On my Windows 10 box I have two users -- an administrative and a regular user. When I defrag first on the administrative user side, I am able to clean up nearly all fragments. If I immediately sign out and sign into the regular user and run defragger, I get a whole lot of fragmented files. (Doing so requires me to give the Defragger access using the User Account Control screen and input the admin password. So the defragger is obvious running in Admin mode with Admin permissions.)
What gives? Why is there a discrepancy? I thought perhaps that it has to do with administrative rights to the disk, but the administrative user has all rights to the disk, so that conclusion is wrong. I would appreciate your insights and suggestions on efficiently defragging the entire hard drive.

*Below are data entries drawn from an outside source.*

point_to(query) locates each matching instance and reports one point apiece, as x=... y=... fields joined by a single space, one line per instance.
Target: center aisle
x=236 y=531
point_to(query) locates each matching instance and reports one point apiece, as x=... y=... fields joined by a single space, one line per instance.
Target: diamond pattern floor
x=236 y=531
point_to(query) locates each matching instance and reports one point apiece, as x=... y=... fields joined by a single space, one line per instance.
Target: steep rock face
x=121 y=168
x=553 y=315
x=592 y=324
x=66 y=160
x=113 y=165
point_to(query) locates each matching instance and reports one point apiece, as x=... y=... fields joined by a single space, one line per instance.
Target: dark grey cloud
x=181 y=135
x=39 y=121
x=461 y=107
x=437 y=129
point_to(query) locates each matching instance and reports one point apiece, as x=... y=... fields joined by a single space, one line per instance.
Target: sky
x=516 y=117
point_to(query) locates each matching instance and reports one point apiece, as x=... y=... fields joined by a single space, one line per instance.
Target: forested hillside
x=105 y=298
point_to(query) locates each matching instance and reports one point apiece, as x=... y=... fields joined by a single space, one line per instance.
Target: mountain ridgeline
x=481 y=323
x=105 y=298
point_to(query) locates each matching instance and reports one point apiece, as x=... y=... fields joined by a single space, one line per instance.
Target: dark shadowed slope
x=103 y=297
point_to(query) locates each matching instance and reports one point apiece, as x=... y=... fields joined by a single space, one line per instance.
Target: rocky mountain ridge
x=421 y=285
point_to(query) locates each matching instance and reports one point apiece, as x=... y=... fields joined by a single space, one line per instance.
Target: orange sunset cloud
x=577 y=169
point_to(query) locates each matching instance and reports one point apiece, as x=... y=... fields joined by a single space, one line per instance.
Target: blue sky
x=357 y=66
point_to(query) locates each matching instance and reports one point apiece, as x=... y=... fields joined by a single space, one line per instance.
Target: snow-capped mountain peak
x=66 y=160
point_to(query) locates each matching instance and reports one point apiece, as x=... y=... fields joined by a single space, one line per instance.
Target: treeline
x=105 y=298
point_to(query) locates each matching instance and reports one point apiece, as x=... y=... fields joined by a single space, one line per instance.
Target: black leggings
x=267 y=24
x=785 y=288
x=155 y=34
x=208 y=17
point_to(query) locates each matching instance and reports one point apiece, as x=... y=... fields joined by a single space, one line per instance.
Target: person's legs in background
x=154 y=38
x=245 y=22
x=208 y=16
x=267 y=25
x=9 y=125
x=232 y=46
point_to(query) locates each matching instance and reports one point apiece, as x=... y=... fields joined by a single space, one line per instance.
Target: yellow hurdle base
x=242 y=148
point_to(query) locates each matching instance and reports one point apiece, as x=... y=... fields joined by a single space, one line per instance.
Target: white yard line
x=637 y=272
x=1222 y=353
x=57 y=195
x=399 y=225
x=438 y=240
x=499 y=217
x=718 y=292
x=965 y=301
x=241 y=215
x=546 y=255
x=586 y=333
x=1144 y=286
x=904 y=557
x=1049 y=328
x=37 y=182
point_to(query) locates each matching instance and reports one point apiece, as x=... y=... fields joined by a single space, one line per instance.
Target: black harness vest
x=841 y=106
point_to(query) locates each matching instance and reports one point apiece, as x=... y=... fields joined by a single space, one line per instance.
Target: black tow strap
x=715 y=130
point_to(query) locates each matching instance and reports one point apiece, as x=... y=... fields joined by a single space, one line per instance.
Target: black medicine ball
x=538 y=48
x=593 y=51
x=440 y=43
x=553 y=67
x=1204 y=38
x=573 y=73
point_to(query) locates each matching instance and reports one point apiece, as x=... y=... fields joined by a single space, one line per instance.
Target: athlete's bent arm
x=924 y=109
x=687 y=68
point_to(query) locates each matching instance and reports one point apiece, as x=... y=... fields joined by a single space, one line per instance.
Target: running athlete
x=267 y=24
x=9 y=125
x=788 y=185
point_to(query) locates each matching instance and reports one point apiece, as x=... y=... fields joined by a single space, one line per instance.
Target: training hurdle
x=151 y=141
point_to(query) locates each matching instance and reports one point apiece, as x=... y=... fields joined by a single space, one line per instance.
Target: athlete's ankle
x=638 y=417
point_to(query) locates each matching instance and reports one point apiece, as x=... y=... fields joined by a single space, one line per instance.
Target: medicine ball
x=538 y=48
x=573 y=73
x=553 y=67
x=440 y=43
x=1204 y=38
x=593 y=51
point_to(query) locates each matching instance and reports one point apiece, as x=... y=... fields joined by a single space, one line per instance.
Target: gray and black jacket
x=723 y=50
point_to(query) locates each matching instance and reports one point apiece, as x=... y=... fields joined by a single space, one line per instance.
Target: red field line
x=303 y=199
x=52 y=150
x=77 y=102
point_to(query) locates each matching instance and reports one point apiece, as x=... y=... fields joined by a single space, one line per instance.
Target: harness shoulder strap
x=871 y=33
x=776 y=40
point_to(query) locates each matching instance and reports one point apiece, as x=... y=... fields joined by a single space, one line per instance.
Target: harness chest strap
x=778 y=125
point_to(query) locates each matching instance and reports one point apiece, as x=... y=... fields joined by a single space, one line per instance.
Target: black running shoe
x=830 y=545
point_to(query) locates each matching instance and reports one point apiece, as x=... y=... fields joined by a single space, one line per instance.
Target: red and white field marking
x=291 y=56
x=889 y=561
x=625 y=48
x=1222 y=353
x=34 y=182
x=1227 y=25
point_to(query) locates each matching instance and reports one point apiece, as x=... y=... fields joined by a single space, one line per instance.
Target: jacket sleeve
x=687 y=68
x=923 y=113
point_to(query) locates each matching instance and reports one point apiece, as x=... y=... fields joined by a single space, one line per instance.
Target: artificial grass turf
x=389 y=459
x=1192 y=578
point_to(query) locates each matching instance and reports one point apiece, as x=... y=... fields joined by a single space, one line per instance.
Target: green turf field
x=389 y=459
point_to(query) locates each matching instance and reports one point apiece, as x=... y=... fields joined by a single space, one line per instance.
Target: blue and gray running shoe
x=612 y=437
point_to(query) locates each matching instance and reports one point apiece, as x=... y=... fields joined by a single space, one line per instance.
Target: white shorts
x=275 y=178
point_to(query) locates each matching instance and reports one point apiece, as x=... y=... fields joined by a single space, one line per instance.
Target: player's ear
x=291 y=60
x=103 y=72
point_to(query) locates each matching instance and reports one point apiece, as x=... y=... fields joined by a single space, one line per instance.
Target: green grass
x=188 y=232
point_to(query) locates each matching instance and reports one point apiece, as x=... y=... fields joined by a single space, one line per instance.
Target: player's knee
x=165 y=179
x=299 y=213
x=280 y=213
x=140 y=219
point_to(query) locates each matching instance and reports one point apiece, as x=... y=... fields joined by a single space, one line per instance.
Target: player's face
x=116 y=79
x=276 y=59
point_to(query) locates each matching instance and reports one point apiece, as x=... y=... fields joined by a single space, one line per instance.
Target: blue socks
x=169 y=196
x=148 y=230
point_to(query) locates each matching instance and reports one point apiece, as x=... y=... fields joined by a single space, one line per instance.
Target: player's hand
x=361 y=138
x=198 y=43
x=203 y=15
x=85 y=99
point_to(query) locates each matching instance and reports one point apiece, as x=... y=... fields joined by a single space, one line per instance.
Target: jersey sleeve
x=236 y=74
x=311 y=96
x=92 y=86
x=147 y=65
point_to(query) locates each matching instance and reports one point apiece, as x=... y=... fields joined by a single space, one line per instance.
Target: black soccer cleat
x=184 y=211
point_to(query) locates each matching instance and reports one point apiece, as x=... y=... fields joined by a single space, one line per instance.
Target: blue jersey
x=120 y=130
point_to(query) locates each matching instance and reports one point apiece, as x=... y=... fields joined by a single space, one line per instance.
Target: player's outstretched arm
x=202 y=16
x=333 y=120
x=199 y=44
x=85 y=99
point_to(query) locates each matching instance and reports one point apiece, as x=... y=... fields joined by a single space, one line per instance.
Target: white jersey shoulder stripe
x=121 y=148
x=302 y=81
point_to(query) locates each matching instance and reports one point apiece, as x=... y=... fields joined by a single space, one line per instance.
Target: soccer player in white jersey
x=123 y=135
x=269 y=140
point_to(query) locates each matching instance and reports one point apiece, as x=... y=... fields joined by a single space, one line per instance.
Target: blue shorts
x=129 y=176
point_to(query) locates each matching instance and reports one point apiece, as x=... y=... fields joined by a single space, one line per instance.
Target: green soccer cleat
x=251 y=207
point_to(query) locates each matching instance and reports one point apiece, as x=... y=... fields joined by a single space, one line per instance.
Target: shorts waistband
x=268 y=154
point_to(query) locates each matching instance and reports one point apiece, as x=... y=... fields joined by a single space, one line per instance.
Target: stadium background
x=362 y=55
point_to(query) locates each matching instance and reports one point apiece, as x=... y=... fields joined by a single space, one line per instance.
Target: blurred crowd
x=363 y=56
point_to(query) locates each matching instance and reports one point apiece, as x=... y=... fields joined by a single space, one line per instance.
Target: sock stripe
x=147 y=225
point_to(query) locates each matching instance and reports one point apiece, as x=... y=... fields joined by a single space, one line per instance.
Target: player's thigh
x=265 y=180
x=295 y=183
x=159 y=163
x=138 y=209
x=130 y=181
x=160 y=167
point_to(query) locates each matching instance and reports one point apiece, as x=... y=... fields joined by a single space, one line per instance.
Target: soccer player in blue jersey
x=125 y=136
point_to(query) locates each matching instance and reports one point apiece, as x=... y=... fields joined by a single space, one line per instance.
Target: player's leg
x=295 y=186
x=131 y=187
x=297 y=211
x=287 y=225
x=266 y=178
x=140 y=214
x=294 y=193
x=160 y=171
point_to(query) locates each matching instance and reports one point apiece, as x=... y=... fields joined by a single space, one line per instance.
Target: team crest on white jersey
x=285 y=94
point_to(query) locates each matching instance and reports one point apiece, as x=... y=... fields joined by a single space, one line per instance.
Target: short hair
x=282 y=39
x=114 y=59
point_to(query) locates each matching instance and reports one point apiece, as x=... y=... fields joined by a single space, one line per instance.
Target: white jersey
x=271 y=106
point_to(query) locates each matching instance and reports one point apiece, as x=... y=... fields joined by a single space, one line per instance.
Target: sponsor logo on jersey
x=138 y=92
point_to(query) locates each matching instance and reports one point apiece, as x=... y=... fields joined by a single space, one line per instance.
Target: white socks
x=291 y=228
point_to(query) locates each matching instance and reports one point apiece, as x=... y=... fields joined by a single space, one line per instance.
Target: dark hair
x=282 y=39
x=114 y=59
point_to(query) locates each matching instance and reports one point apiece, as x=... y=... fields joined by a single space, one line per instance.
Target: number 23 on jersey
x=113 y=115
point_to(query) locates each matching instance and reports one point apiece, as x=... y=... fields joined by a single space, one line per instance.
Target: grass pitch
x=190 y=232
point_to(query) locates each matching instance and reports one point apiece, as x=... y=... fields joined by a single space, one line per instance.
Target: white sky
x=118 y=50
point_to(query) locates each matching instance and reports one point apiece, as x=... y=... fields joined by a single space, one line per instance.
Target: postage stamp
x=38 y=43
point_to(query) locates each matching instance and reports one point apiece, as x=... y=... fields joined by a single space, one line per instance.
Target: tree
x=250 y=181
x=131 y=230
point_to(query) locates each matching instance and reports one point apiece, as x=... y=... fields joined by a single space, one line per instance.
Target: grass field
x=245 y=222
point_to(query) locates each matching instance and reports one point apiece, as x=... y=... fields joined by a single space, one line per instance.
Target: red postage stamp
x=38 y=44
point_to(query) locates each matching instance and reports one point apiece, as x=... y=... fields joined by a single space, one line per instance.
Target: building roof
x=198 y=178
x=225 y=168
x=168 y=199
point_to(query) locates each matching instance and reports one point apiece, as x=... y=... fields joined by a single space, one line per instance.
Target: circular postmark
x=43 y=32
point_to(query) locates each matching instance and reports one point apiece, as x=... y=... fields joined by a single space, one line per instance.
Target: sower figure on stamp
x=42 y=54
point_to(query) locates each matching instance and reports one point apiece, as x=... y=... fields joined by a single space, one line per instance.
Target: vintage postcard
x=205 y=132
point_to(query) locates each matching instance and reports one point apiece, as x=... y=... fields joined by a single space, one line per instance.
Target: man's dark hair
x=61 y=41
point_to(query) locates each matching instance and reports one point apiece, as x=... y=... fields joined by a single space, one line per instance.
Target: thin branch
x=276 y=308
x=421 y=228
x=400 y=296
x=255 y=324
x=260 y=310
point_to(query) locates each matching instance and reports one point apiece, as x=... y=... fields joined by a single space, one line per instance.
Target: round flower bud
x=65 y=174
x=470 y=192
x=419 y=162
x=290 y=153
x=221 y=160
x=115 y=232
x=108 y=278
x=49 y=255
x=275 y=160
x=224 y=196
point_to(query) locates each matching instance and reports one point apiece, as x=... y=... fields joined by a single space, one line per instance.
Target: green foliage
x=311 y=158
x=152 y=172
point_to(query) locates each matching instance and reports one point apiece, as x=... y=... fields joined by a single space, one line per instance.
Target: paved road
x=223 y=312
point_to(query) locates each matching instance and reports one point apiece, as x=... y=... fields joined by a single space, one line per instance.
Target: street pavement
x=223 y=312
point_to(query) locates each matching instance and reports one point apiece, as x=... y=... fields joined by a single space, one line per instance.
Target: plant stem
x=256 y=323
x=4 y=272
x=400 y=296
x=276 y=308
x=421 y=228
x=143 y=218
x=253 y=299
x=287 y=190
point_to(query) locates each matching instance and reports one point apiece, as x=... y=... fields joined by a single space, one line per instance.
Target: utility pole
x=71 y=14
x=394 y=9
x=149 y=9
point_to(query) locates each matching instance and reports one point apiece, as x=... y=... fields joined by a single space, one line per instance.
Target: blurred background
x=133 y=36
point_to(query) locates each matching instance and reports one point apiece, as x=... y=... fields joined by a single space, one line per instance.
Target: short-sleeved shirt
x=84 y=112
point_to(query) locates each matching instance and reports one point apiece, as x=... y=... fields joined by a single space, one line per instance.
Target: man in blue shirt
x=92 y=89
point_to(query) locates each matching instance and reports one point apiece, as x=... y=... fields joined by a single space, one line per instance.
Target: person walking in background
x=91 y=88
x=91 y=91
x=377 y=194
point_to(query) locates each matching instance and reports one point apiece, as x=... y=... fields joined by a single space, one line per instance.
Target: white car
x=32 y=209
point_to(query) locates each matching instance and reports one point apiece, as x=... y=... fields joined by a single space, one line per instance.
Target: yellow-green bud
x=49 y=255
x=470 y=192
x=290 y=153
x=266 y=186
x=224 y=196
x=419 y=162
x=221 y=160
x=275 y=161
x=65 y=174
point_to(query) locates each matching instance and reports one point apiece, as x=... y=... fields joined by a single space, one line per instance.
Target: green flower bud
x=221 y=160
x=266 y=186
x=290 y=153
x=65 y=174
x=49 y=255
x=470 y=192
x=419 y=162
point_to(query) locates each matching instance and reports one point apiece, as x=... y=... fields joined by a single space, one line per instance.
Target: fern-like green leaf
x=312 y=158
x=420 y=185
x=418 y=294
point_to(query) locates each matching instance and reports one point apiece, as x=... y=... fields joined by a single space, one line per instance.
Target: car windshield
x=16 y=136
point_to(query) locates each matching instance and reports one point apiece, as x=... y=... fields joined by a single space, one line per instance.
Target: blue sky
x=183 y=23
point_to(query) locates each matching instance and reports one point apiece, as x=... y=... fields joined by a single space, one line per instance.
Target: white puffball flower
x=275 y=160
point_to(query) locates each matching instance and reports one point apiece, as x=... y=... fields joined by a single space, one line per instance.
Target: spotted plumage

Admin rights are not quite that simple with Win10.
There are Admin users, regular users can have temporarily elevated (admin) privileges via the UAC (Run as administrator) but that's not quite the same as an Admin user, - and then there is the 'hidden' Windows Administrator which has more rights than the others.
I've not really looked into the differences between an Admin user and a regular user with temporarily elevated privileges.
I suspect that an admin account still does not have full privileges to other user accounts/files which is why you are seeing different results?
PS. The 'hidden' Windows Administrator is 'hidden' for a reason and should not be used as a regular account, that would be a big security risk.